Ai! Eu sou um País atrofiado e rude!
Falta-me educação e falta-me saúde!
Em mim viceja o crime e a instrução não se vê.
Tragam-me às mãos um livro: a carta de A.B.C....
Façam que eu seja grande e que eu sirva de exemplo,
mandem descer o pano às cenas que contemplo.

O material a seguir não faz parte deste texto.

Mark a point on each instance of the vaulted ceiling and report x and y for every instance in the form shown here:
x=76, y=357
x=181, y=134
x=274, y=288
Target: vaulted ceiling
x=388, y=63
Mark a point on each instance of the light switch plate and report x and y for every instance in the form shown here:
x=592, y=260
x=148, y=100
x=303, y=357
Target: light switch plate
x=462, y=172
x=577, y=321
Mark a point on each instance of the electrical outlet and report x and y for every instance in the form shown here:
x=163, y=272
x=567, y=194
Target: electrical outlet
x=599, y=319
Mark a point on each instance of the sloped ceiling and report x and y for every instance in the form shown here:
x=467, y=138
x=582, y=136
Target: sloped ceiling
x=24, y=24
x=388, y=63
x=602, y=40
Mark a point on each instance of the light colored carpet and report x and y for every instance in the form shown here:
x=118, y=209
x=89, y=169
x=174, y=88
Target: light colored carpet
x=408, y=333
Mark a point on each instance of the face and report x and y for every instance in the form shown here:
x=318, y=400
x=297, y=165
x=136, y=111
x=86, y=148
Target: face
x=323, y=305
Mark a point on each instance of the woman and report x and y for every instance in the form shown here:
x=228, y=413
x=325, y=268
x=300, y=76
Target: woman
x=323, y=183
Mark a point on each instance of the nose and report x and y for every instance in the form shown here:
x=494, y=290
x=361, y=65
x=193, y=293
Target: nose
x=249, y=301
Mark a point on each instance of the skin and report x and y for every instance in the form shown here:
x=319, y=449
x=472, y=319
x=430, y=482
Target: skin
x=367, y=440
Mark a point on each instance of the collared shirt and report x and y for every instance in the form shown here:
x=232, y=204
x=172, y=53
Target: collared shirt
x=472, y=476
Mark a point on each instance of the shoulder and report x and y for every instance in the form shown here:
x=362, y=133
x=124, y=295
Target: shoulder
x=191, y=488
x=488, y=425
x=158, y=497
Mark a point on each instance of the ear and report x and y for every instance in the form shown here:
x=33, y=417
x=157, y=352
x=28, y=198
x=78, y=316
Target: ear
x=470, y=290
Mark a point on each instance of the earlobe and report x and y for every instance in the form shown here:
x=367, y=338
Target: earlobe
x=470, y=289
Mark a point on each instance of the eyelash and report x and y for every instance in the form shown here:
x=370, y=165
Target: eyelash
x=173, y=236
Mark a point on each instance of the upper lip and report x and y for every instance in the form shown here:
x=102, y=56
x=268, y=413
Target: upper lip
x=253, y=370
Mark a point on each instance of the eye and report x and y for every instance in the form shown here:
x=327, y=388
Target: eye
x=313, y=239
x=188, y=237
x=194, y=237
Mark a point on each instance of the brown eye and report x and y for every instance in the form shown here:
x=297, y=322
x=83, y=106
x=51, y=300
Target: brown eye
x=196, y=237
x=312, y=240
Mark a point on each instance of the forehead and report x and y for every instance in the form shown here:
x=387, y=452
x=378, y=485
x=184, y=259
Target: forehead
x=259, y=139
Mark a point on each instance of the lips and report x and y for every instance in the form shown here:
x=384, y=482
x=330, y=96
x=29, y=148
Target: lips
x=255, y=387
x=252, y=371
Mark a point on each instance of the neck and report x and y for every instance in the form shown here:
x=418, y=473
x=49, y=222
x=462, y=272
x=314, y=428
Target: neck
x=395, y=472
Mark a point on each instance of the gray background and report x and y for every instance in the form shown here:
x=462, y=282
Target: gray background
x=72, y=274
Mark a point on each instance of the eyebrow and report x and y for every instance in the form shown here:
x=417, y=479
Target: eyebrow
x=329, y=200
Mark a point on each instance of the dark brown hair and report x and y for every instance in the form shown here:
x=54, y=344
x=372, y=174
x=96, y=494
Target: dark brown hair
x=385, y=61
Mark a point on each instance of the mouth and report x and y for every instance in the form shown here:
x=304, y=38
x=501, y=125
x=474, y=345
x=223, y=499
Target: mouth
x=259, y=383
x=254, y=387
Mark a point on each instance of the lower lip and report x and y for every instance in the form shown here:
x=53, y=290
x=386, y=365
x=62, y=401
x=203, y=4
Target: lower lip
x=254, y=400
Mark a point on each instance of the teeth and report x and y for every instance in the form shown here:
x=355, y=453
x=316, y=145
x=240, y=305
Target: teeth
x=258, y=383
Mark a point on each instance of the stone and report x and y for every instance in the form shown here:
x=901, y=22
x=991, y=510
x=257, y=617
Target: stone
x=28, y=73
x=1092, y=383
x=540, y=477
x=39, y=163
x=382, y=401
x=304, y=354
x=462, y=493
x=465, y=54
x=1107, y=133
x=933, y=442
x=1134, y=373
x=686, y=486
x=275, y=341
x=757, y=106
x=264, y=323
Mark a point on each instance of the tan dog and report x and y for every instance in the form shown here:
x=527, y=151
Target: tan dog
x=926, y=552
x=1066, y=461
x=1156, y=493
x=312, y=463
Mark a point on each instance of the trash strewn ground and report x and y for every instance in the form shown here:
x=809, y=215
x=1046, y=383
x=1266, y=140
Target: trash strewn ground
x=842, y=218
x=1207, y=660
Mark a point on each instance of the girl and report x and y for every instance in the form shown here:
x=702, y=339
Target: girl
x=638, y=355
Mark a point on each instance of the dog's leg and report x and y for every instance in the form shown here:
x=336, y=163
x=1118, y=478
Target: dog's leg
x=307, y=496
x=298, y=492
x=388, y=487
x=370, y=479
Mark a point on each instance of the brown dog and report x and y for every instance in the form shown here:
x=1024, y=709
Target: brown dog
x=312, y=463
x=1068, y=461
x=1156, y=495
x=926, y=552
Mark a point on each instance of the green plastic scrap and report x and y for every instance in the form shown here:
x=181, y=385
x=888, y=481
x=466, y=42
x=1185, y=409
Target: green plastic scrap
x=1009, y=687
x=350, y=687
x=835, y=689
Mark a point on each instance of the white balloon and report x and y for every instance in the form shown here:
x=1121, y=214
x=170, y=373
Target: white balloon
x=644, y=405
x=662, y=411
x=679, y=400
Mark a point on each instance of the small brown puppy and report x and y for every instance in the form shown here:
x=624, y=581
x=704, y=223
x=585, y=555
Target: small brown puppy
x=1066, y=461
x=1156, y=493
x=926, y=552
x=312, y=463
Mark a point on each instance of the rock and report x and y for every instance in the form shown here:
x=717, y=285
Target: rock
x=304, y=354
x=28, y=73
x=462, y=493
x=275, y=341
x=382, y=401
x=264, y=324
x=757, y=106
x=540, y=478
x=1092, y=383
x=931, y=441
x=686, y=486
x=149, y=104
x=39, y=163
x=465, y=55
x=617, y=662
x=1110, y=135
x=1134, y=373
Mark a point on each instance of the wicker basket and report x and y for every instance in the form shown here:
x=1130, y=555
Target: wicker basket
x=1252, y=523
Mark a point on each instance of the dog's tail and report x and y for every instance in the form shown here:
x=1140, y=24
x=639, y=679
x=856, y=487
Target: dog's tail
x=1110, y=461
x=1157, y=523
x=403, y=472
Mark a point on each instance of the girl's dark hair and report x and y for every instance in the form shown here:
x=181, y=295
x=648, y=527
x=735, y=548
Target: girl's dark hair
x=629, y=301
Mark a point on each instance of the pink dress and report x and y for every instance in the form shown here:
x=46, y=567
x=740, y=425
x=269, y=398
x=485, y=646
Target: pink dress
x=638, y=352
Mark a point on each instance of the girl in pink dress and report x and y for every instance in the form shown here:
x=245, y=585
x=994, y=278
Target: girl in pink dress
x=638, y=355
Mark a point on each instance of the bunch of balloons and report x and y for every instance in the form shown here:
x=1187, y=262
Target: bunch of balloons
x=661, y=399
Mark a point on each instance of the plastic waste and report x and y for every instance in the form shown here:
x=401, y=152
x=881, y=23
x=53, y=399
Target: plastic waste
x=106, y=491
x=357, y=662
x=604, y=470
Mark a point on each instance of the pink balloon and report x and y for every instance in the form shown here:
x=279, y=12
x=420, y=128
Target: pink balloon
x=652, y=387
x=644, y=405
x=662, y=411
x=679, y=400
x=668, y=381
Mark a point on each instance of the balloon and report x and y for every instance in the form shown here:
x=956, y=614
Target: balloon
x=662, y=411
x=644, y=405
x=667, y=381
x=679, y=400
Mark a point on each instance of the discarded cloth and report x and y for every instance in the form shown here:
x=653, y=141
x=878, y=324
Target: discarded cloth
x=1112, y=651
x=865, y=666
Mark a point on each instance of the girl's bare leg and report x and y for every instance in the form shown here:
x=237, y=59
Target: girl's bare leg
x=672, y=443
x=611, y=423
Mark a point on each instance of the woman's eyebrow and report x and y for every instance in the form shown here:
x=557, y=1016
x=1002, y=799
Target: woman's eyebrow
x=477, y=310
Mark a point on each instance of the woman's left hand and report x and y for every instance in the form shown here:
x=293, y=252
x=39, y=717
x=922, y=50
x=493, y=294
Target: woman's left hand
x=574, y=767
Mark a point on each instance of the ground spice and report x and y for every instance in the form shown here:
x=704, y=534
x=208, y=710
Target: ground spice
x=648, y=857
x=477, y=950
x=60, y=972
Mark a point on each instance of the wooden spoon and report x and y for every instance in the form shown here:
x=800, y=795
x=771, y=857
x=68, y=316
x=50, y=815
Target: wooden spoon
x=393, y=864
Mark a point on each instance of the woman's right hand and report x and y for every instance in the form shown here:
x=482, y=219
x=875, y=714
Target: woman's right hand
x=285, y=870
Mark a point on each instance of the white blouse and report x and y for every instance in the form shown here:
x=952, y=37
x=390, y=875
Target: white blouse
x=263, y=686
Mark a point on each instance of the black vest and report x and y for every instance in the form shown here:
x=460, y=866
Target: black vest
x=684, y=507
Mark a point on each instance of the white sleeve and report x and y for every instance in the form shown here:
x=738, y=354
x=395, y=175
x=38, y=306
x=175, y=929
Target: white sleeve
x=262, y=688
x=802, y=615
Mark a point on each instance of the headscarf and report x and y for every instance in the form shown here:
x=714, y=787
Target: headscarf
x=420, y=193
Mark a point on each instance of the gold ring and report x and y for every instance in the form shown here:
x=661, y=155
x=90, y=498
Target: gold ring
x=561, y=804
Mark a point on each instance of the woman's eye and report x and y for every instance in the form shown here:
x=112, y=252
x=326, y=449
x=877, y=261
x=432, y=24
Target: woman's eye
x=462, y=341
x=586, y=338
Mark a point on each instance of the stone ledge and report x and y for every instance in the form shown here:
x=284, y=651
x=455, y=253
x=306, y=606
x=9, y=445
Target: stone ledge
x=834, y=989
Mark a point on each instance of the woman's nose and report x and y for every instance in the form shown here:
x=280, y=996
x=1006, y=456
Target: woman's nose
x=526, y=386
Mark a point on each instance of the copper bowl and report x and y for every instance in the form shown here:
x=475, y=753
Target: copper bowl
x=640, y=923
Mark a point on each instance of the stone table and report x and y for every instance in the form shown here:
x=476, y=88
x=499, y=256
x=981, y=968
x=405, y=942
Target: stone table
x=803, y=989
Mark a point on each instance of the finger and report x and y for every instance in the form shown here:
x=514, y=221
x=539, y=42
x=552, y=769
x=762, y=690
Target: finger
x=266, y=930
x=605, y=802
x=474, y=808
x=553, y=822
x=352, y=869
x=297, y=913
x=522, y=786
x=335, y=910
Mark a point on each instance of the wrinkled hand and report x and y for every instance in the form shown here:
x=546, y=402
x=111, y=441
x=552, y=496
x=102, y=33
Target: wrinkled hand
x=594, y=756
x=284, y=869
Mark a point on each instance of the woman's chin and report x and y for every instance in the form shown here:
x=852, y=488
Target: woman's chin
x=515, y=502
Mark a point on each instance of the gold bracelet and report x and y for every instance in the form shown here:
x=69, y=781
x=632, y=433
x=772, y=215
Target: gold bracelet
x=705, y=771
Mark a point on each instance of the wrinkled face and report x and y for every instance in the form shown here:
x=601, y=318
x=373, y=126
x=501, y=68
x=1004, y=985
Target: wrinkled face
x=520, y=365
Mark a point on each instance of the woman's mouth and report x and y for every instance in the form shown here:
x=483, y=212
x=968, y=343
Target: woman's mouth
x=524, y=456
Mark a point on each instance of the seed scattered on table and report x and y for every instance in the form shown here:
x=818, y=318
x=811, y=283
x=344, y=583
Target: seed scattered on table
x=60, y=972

Até em Tribunais, de que já não me valho,
há quem venda a justiça, às vezes, a retalho,
como carne de boi sobre um balcão de açougue.
Por que então impedir que a minha voz regougue,
e obrigar-me a fingir que não olho e não vejo
macular-se a justiça este sol benfazejo
por quem a voz de Cristo ainda agora se escuta,
e Sócrates bebeu a taça de cicuta?

Que culpa tenho eu de ver de olhos nevoentos,
deixar-se de fazer a lei nos parlamentos,
porque tal senador, num desplante infeliz,
deixa a voz do dever, pela da meretriz?

Foi pra isso então que numa forma estranha
meu nome andou aí de campanha em campanha,
como um brado de fé, como um grito de paz,
formando aqui e ali cordões eleitorais?

Oh! Pelo amor de Deus, tenham pena de mim!
Ninguém pode cantar tão torturado assim!
Eu já não posso mais mostrar-me satisfeito,
Tendo essa dor infinda e essa mágoa no peito!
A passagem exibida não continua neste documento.